With his comment on Milley, Malgeri was promoting a false GOP narrative that the calls were conducted in secret and that Milley acted on his own. Those accusations prompted numerous individuals who were familiar with the situation to rush to Milley’s defense, saying he had cleared the calls through Defense Department leaders and briefed other agencies on them. Milley, during an appearance before the Senate Armed Services Committee, said he was acting on instructions from top aides in the Trump administration to de-escalate tensions after receiving information from U.S. intelligence that Beijing feared that Trump would launch an attack after his loss. Several current and former Defense officials have confirmed that account.

Yet Milley and other top Armed Services leaders have become targets for GOP extremist leadership and followers like Malgeri, who portray them as being part of a leftist, elitist group that attempted to stage a coup against Trump.

Malgeri and those who share his perspective shouldn’t be anywhere near Congress.
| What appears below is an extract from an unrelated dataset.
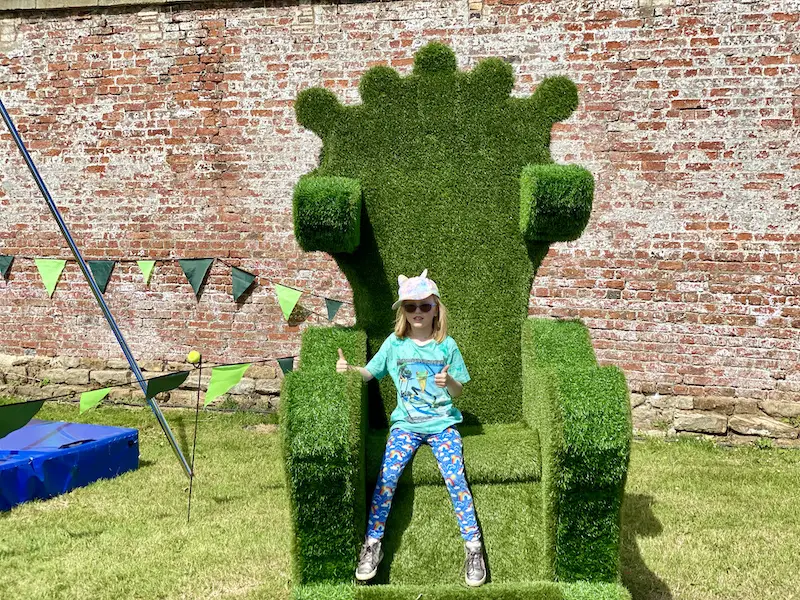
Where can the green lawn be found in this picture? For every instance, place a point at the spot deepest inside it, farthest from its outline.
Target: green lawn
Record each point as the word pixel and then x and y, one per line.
pixel 699 522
Instead, Malgeri’s military background and extremist views bring to mind the type of individual that three retired Army officers warned Americans about in a recent guest column in The Washington Post, where they discussed being “chilled to our bones” by the possibility of a successful military coup following the 2024 presidential election.

“One of our military’s strengths is that it draws from our diverse population,” wrote Army veterans Paul D. Eaton, Antonio M. Taguba and Steven M. Anderson. “It is a collection of individuals, all with different beliefs and backgrounds. But without constant maintenance, the potential for a military breakdown mirroring societal or political breakdown is very real.”
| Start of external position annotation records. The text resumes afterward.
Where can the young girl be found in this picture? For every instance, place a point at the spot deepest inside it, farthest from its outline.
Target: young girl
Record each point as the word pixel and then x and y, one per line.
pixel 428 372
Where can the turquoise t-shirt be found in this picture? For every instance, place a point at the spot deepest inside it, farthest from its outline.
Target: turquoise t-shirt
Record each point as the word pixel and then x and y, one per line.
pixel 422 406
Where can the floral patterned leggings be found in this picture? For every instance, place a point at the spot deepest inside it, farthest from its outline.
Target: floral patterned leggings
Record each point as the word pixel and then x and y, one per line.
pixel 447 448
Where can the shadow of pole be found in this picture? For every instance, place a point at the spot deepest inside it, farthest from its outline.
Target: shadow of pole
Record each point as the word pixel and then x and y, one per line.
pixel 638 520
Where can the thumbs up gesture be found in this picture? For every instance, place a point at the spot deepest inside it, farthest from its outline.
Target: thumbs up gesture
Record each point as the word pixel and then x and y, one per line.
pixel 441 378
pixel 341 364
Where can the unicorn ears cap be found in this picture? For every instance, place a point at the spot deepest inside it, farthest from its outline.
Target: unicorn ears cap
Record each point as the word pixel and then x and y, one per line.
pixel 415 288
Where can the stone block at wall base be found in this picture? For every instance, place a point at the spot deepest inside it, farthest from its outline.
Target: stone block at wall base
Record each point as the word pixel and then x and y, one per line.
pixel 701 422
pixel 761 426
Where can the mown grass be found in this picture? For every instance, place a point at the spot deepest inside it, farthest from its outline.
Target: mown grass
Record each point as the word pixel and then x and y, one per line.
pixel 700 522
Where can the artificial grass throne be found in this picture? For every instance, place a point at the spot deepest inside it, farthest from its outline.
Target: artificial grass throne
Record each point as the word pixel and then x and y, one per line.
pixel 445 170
Malgeri’s comments provide another reminder that reasonable, responsible voters must go to the polls this year and keep extremists like him away from the levers of power.
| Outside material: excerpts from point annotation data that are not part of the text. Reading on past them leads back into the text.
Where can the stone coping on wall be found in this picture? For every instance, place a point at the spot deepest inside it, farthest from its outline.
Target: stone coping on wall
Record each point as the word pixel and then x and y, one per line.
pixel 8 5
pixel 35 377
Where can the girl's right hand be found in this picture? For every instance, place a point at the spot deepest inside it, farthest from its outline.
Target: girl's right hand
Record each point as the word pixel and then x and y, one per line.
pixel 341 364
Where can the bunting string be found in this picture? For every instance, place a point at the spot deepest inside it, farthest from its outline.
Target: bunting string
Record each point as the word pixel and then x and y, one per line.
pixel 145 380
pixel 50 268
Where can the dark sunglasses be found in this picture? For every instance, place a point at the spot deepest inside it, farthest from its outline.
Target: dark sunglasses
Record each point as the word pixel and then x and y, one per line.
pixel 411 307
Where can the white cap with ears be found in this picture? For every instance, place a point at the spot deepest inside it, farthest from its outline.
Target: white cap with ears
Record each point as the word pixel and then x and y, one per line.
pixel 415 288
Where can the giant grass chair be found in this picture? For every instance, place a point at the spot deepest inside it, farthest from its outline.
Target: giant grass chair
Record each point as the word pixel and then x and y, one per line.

Moderate voters must be appalled by what they’re seeing in the Republican Party — the unhinged rhetoric, the increasing embrace of violent white nationalist groups like the Proud Boys and Oath Keepers, the attacks on the military and other institutions, and so on. But complaining isn’t enough. Voters must turn out and defend the nation’s democracy from the GOP, which is resembling a political party less and less, and an armed insurrection more and more.